Let \(\vec u\) and \(\vec v\) be arbitrary vectors. Then, \[ \left|\,|\vec u|-|\vec v|\,\right| \le |\vec u+\vec v| \le |\vec u|+|\vec v| \]

### Proof

Consider a triangle with sides of lengths \(a\), \(b\) and \(c\). We will hold the lengths of \(a\) and \(b\) fixed while the angle between them changes. Then the length \(c\) changes.

When the angle between sides \(a\) and \(b\) is very small, side \(c\) approaches \(|a-b|\) but always stays larger than this as long as the angle is non-zero. So: \[ c \ge |a-b| \]

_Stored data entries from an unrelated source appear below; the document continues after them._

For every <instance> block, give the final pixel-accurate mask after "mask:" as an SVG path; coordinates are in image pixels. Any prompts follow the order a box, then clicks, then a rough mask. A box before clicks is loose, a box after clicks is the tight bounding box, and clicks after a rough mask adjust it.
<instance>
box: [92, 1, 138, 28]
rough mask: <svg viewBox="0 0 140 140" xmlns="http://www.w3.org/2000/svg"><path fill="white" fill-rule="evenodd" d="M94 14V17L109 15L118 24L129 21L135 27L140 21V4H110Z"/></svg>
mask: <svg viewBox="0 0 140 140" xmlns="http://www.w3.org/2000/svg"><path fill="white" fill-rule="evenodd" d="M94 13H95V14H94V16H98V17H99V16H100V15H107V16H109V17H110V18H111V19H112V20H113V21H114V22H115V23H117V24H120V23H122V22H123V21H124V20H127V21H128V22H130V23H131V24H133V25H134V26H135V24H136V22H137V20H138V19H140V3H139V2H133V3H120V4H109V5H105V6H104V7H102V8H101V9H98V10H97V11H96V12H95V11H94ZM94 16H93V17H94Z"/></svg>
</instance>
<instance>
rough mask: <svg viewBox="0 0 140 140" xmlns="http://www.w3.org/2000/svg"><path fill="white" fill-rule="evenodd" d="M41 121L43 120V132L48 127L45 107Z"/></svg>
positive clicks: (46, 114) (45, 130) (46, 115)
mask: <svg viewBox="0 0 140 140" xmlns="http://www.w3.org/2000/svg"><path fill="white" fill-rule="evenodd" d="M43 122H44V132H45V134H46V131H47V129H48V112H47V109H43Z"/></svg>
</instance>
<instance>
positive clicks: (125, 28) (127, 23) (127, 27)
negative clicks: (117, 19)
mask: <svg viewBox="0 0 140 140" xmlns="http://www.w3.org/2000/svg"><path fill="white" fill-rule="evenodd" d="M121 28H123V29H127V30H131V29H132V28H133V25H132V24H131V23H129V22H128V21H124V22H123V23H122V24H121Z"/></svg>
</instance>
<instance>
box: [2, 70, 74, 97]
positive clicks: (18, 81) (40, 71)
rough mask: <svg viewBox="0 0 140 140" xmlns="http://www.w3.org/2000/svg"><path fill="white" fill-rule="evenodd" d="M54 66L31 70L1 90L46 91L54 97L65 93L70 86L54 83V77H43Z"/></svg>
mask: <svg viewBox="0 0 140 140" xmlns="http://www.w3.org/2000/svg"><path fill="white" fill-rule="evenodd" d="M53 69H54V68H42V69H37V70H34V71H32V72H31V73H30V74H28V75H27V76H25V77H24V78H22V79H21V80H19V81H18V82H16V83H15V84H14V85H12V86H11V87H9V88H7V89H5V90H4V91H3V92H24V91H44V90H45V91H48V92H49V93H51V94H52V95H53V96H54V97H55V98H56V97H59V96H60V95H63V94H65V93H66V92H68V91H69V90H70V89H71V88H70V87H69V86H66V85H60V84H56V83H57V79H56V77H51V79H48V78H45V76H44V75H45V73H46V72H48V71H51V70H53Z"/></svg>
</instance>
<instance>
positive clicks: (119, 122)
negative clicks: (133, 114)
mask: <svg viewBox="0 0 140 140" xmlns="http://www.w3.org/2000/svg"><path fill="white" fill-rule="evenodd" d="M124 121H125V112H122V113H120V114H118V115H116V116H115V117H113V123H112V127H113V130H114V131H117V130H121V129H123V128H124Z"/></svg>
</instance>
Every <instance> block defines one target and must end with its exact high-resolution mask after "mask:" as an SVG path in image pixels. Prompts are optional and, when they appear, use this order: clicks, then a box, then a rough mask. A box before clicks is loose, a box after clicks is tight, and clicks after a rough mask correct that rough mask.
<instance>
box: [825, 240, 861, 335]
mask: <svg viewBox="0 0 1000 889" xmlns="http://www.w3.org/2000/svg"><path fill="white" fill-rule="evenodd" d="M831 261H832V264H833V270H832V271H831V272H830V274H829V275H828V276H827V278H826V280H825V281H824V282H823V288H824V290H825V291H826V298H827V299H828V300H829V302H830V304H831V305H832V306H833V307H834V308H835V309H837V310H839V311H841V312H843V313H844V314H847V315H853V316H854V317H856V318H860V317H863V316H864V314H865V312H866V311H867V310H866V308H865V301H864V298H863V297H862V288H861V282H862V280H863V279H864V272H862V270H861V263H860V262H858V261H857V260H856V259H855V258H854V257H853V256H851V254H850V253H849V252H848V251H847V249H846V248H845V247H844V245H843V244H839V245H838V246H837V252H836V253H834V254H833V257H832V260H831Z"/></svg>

Because we don't know which is bigger, \(a\) or \(b\), and \(c\) must be bigger than the positive difference. The figure above has \(b \lt a\). The figure at the right has \(b \gt a\).

When the angle between sides \(a\) and \(b\) is very large, side \(c\) approaches \(a+b\) but always stays less than this as long as the angle is not \(180^\circ\). So: \[ c \le a+b \]

Together we have \[ |a-b| \le c \le a+b \]

Now let's use vectors. The lengths of the sides are \[ a=|\vec u| \qquad b=|\vec v| \qquad c=|\vec u+\vec v| \] So the inequalities become \[ \left|\,|\vec u|-|\vec v|\,\right| \le |\vec u+\vec v| \le |\vec u|+|\vec v| \] which is the triangle inequality.